Monday, March 4, 2024
HomeIndustry NewsAmerican Farmland Trust Applauds Bipartisan Introduction of the NO EMITs Act

American Farmland Trust Applauds Bipartisan Introduction of the NO EMITs Act

(Washington, D.C.)  Today, Representatives Mike Gallagher (R-WI) and Jared Huffman (D-CA) introduced the Naturally Offsetting Emissions by Managing and Implementing Tillage Strategies (NO EMITs) Act, a bill aimed at supporting farmers in improving soil health. American Farmland Trust (AFT) applauded the bipartisan bill’s introduction and its inclusion of one of AFT’s top Farm Bill priorities: establishing a federal match for state and Tribal soil health programs. Introduction of the No EMITs Act comes just days after AFT released a white paper outlining the need for this kind of federal matching program, and urging Congress to build up locally-led programs that supplement and fill gaps in NRCS conservation support.

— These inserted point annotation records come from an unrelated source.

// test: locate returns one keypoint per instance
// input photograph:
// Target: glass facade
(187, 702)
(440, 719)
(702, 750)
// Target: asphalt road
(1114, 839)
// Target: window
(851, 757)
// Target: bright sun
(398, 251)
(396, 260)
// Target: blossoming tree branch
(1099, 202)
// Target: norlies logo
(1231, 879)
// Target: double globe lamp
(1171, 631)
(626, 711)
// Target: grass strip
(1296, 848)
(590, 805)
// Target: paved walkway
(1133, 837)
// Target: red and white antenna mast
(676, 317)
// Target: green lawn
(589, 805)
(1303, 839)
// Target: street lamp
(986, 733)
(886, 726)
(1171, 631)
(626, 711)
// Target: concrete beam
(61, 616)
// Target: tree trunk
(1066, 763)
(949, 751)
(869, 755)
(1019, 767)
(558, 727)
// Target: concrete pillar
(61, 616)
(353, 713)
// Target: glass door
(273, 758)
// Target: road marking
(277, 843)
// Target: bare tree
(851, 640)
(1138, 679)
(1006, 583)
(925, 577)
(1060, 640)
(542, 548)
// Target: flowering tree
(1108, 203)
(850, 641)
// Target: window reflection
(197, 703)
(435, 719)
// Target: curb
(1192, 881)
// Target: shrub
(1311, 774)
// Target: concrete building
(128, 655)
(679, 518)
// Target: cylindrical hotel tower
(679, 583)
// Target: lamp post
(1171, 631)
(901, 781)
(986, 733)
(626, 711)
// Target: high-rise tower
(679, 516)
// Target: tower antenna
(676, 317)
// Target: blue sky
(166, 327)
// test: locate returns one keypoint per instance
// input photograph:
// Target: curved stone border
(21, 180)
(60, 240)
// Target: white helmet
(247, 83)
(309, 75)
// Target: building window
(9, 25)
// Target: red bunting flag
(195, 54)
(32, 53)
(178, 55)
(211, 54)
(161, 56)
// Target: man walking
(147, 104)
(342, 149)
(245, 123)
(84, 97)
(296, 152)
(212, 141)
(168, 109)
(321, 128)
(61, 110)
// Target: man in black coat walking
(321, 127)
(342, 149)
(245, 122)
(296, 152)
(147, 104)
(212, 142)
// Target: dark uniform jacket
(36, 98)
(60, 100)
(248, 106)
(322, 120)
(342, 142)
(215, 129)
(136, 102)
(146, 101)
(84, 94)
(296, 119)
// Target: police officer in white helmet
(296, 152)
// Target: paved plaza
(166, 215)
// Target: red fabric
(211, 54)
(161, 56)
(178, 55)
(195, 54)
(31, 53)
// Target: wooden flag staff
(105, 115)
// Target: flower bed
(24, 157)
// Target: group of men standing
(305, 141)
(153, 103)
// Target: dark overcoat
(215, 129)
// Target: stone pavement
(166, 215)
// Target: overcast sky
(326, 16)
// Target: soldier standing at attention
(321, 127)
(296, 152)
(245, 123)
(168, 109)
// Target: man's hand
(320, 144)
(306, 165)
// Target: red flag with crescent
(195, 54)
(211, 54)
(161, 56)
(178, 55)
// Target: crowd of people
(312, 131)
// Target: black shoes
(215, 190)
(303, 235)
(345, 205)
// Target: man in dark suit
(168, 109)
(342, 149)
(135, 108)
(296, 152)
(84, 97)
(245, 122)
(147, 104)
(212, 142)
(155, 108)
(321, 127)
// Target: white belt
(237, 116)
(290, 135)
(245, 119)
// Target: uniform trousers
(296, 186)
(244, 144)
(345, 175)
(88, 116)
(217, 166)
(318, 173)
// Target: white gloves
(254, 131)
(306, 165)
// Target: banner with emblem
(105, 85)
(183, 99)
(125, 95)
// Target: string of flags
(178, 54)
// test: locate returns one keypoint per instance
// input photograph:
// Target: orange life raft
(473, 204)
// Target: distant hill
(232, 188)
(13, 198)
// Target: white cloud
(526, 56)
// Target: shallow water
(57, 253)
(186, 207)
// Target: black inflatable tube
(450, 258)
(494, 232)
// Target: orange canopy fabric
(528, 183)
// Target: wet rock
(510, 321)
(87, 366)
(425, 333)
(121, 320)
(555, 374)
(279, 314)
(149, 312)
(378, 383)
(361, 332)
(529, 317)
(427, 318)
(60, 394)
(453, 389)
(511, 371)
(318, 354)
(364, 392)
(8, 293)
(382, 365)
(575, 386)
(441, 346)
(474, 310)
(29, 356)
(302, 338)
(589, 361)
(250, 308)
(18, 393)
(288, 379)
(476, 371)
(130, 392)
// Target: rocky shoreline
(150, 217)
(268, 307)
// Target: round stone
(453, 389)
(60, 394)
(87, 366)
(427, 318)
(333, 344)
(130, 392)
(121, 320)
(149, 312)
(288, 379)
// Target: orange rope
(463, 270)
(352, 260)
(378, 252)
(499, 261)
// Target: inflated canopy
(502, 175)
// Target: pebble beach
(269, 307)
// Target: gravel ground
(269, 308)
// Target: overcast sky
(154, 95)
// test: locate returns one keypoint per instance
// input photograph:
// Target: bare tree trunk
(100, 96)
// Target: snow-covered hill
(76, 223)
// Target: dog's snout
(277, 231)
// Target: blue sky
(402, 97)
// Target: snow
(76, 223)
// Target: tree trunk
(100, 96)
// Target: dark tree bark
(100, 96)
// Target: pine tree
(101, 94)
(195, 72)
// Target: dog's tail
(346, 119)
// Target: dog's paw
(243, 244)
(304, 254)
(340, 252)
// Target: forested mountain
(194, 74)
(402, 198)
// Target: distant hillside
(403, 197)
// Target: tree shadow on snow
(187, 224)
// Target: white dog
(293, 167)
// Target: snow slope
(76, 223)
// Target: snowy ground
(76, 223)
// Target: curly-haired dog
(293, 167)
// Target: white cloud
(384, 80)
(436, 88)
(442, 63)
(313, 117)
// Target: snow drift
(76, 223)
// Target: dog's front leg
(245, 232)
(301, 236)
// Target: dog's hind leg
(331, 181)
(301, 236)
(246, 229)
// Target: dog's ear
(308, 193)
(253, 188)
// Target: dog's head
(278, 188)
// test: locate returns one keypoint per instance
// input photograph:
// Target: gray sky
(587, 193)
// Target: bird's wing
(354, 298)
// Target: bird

“In recent years, states have begun creating innovative soil health programs that fill current gaps in support and help producers voluntarily adopt soil health practices in locally-tailored ways,” said Tim Fink, Policy Director for American Farmland Trust. “But with limited state budgets, these programs struggle to keep pace with producer interest and demand. Creating a new federal program to match state and Tribal funding would help leverage existing soil health programs and incentivize others to create programs of their own.”

Soil health is a key strategy to support farm viability, increase resilience to extreme weather, promote food security, and address environmental concerns. But soil health practice adoption is not sufficiently widespread—for example, in 2017, cover crops were planted on just 6% of eligible acres. NRCS programs are the main form of support to help producers successfully adopt soil health practices, but these popular programs are oversubscribed, address a wide range of resource concerns, and leave gaps, such as supporting equipment purchases that enable producers to adopt soil health practices.

“This approach would leverage federal funding, build on local leadership and innovation, and incentivize the creation of new state and Tribal programs that fit local soils, local climate, and local needs,” Fink said. “AFT applauds Representatives Gallagher and Huffman for their leadership in introducing this legislation at such a critical time.”

The proposal to create a federal match for state and Tribal soil health programs in the Farm Bill has broad support from across the country—American Farmland Trust coordinated a memo of support that was signed by 6 state agencies; 9 conservation district associations; and stakeholders from across sectors in 29 states, including the farm, food, environment, conservation, public health, research, education, and environmental justice sectors. The Food and Agriculture Climate Alliance (FACA) also supported this policy in their 2023 Farm Bill Recommendations.